Barrientos currently manages an angel investment firm and heads Brazen Careerist, a career-focused social networking site targeting the millennial generation. Shrensky is an angel investor and also splits his time between two start-ups he co-founded: ÜberOffices, a co-working office space in Rosslyn, and enterprise software developer ComplexInterests. Before coming to the Dingman Center, Fine was a venture investor and adviser as vice president of Revolution Partners, an investment bank specializing in mergers and acquisitions and private capital advisory for the tech industry.
Here are excerpts from their conversation with Dan Beyers, editor of Capital Business. You can also listen to their discussion at www.capbiz.biz.
How can someone get involved in the entrepreneurship scene to connect with people and look for job opportunities?
Fine: “There definitely are a lot of ways to network, and there are a lot of local events. The D.C. Tech Meetups have been very popular for starting-out entrepreneurs. But I think also you need to be very focused. If you’re starting a business, I think you need to be targeting the types of events and the types of locations you go to. ... And if you’re looking to join a start-up, I think you also need to think about what is the vertical or the sector that you want to be in? If you want to work for a start-up, which can be grueling at times, you need to be just as passionate about that start-up as the founders are.”
As someone who’s actually gone through and started a company, how did you get started? What was your thought process?
Shrensky: “You don’t start a business just to do it. Today, I think there’s so much noise. It seems sexy to be an entrepreneur. We live in frothy times when it comes to entrepreneurship. I didn’t look to just be an entrepreneur. Actually, I was an attorney. I was not a particularly happy attorney, but I saw a problem that was happening within law firms as related to continuing education, so I saw a problem based on a place where I worked and then decided to solve that problem.
“And I think that’s where you see the best entrepreneurs come from, is where they really know a problem, because they live it. They didn’t just want to start a business to start a business. They’re actually solving a problem and trying to create something of value. So that was kind of the angle I came from.
“Though, I also have to say as I fall on my own sword here, I did get caught up in the time, because I wanted to start a company or wanted to solve this problem during the dotcom days. So I gave notice at my law firm on March 15th and said, ‘I’m leaving, I’m going to go start a business. I’m going to go raise money.’ I was in New York City, this is what everyone was doing, and two days later the bubble burst, March 17th. So I was really in a bad way and I did not raise a dollar, ended up packing my bags, I moved home with my parents and I started my business and bootstrapped it. And it turned out to be the greatest thing that could have happened, because I then owned 100 percent of my business when I sold it seven years later, as opposed to being with a VC, or whatever else would have happened, and the pressures that come with that.”
As an investor, do you invest in the idea or the person?

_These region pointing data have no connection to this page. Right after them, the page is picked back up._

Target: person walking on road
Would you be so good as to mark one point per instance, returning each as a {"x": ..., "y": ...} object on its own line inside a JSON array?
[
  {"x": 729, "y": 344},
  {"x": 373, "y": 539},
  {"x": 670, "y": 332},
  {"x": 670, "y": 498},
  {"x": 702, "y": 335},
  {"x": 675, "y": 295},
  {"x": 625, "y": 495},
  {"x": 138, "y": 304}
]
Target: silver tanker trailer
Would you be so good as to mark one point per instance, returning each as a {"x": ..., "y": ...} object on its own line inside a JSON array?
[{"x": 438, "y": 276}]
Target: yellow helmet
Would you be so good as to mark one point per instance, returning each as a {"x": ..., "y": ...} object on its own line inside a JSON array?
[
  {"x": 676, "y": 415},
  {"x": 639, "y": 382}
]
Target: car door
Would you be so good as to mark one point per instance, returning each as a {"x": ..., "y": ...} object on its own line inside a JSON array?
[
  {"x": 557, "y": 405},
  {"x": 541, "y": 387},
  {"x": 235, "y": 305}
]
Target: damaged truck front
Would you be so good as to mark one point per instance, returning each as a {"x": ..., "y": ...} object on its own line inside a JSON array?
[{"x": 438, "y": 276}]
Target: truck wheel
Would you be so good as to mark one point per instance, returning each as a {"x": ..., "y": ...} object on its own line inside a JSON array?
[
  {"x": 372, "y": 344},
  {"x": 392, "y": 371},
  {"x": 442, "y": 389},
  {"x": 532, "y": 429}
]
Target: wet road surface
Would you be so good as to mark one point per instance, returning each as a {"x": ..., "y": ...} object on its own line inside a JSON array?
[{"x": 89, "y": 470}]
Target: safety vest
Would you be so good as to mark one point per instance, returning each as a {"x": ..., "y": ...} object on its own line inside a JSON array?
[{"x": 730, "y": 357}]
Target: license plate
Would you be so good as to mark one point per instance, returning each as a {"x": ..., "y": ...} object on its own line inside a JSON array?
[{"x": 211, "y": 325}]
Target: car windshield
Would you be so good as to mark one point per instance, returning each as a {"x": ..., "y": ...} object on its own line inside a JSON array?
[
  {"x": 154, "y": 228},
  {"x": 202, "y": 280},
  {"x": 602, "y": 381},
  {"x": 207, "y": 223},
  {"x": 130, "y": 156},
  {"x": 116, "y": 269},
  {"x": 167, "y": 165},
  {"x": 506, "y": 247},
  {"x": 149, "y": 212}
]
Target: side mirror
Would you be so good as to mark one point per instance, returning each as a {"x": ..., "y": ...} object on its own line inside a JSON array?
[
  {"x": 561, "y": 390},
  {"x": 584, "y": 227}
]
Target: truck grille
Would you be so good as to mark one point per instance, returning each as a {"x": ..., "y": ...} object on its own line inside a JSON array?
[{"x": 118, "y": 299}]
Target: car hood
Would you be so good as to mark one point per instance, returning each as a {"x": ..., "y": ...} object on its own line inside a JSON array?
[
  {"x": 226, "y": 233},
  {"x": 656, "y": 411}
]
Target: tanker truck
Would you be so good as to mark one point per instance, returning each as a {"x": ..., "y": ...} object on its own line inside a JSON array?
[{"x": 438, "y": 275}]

Barrientos: “I’ve changed my views on this over the years. I’ve been at this, I hate to say, since the mid-90s, investing in firms. There was a time when I strongly believed that the idea trumped everything else. It had to be a great idea and so forth. I think over the years — and I’ve got plenty of scars to show it — I’ve learned a lot of lessons about that.
“Ultimately, ideas change. They almost change immediately. The minute you have an idea and you think, ‘This is the idea that I want to implement, I’m moving towards that.’ You find yourself realizing, okay, well, I didn’t realize that there were these problems with that idea, it must change. After a couple of months, years, you realize that you’ve done probably a 90- if not a 180-degree turn from the original idea. It doesn’t mean that it’s not going to be a great business, you’ve just changed radically.
“So if you think about that, if you think about the fact that ideas stay for just a short amount of time, what does stay is the team, is the entrepreneur. So ultimately their ability, his or her ability to know when to change, when to — we probably overuse the term ‘pivot’ in the start-up world — but knowing when to pivot away from your original vision or your original idea is critical. So if you ask me today, absolutely it’s the individual that I’m betting on.”
Shrensky:“I always go with the expression, ‘Version 1.0 is always wrong,’ but you have to ship 1.0. You have to start somewhere and believe in it, and then you’ll do it, and you’ll find out why you were wrong. And then you’ll do Version 2, and Version 2 is where you’ll make money. Version 1.0 will always be wrong. I’ve never seen it not be the case.”